The factorial of a number is the product of all positive integers up to that number. Therefore, 5! = 5 * 4 * 3 * 2 * 1 = 120.

To calculate the number of permutations, we use the formula n!, where n is the number of items. In this case, n = 5. Therefore, the number of permutations of the letters in the word 'APPLE' is 5! = 120.

The formula for calculating the number of permutations of n items taken r at a time is nPr = n! / (n - r)!, where n is the total number of items and r is the number of items taken at a time.

To calculate the number of ways to choose 3 people from a group of 10, we use the formula nCr = n! / (n - r)!, where n is the total number of items and r is the number of items to be chosen. In this case, n = 10 and r = 3. Therefore, the number of ways to choose 3 people from a group of 10 is 10C3 = 10! / (10 - 3)! = 120.

The main difference between a permutation and a combination is that permutations consider the order of the items, while combinations do not. For example, the permutations of the letters A, B, and C are ABC, ACB, BAC, BCA, CAB, and CBA, while the combinations of the letters A, B, and C are AB, AC, BC, and ABC.

To calculate the number of ways to choose a president, vice president, and secretary from a group of 12 members, we use the formula nPr = n! / (n - r)!, where n is the total number of items and r is the number of items to be chosen. In this case, n = 12 and r = 3. Therefore, the number of ways to choose a president, vice president, and secretary from a group of 12 members is 12P3 = 12! / (12 - 3)! = 1320.

To calculate the number of 4-digit numbers that can be formed using the digits 1, 2, 3, 4, and 5 without repetition, we use the formula nPr = n! / (n - r)!, where n is the total number of items and r is the number of items to be chosen. In this case, n = 5 and r = 4. Therefore, the number of 4-digit numbers that can be formed using the digits 1, 2, 3, 4, and 5 without repetition is 5P4 = 5! / (5 - 4)! = 3600.

To calculate the probability of getting a sum of 7 when two fair dice are rolled, we need to determine the number of ways to get a sum of 7 and the total number of possible outcomes. There are 6 ways to get a sum of 7: (1, 6), (2, 5), (3, 4), (4, 3), (5, 2), and (6, 1). The total number of possible outcomes is 36, since each die has 6 sides. Therefore, the probability of getting a sum of 7 when two fair dice are rolled is 6/36 = 1/6.

To calculate the number of ways to choose 5 balls from a bag containing 10 red balls, 15 blue balls, and 20 green balls if the balls are indistinguishable, we use the formula nCr = n! / (n - r)!, where n is the total number of items and r is the number of items to be chosen. In this case, n = 45 and r = 5. Therefore, the number of ways to choose 5 balls from the bag is 45C5 = 45! / (45 - 5)! = 2502.

To calculate the number of ways to arrange 10 employees in a row for a photograph if two particular employees must always stand next to each other, we can consider the two employees as one unit. This reduces the number of items to be arranged to 9. Therefore, the number of ways to arrange the employees is 9!, which is 9! = 9 * 8 * 7 * 6 * 5 * 4 * 3 * 2 * 1 = 362880.

The formula for calculating the number of circular permutations of n objects is n! / 2. This is because each object can be placed in n - 1 positions, and the order of the objects does not matter.

To calculate the number of 5-digit numbers that can be formed using the digits 0, 1, 2, 3, and 4 with repetition allowed, we use the formula n^r, where n is the number of digits and r is the number of digits in the number. In this case, n = 5 and r = 5. Therefore, the number of 5-digit numbers that can be formed using the digits 0, 1, 2, 3, and 4 with repetition allowed is 5^5 = 125000.
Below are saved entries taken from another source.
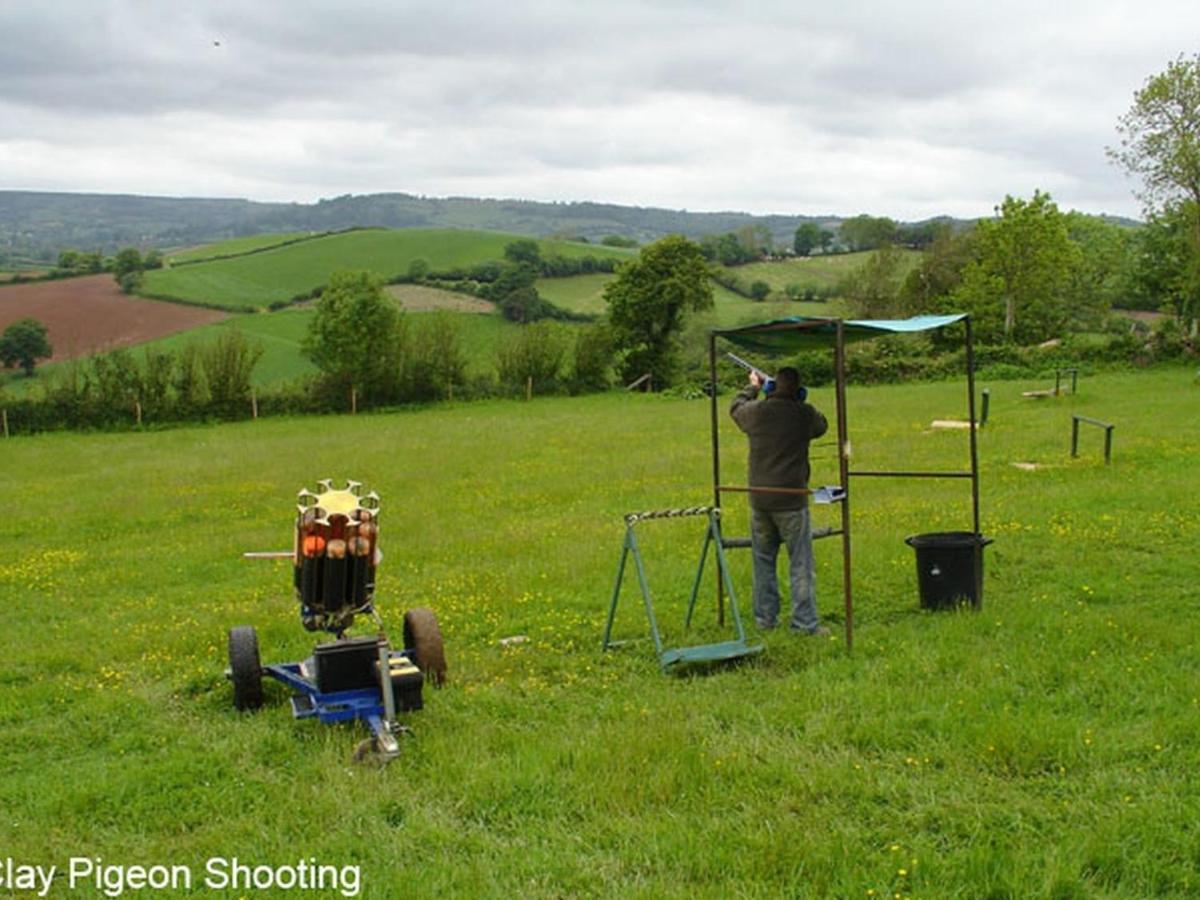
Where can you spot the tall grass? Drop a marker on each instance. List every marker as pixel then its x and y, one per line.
pixel 1043 747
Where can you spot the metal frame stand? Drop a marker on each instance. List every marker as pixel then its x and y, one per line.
pixel 844 451
pixel 667 658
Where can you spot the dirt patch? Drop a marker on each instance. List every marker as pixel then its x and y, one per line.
pixel 415 298
pixel 89 315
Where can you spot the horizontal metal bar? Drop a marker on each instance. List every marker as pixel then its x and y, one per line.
pixel 766 490
pixel 1093 421
pixel 911 474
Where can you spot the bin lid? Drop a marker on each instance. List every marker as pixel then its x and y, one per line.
pixel 947 539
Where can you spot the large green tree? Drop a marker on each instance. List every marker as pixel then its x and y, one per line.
pixel 865 232
pixel 1161 144
pixel 1018 285
pixel 354 336
pixel 648 303
pixel 1161 135
pixel 23 343
pixel 809 237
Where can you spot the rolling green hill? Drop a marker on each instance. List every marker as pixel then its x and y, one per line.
pixel 820 271
pixel 1039 747
pixel 277 275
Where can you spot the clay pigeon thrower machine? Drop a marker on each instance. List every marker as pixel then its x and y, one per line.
pixel 335 558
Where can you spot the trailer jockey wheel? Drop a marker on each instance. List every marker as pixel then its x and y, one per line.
pixel 424 637
pixel 369 753
pixel 245 669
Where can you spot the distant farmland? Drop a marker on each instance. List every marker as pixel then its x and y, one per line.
pixel 277 275
pixel 89 315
To calculate the number of ways to choose a committee of 5 people from a group of 12 people if 2 particular people must be on the committee, we can first choose the 2 particular people. This can be done in 1 way. Then, we need to choose 3 more people from the remaining 10 people. This can be done in 10C3 ways. Therefore, the total number of ways to choose a committee of 5 people from a group of 12 people if 2 particular people must be on the committee is 1 * 10C3 = 1 * 120 = 924.

To calculate the number of ways to choose 3 balls from a bag containing 6 red balls, 4 blue balls, and 2 green balls if the balls are indistinguishable, we use the formula nCr = n! / (n - r)!, where n is the total number of items and r is the number of items to be chosen. In this case, n = 12 and r = 3. Therefore, the number of ways to choose 3 balls from the bag is 12C3 = 12! / (12 - 3)! = 12! / 9! = 12 * 11 * 10 = 1320.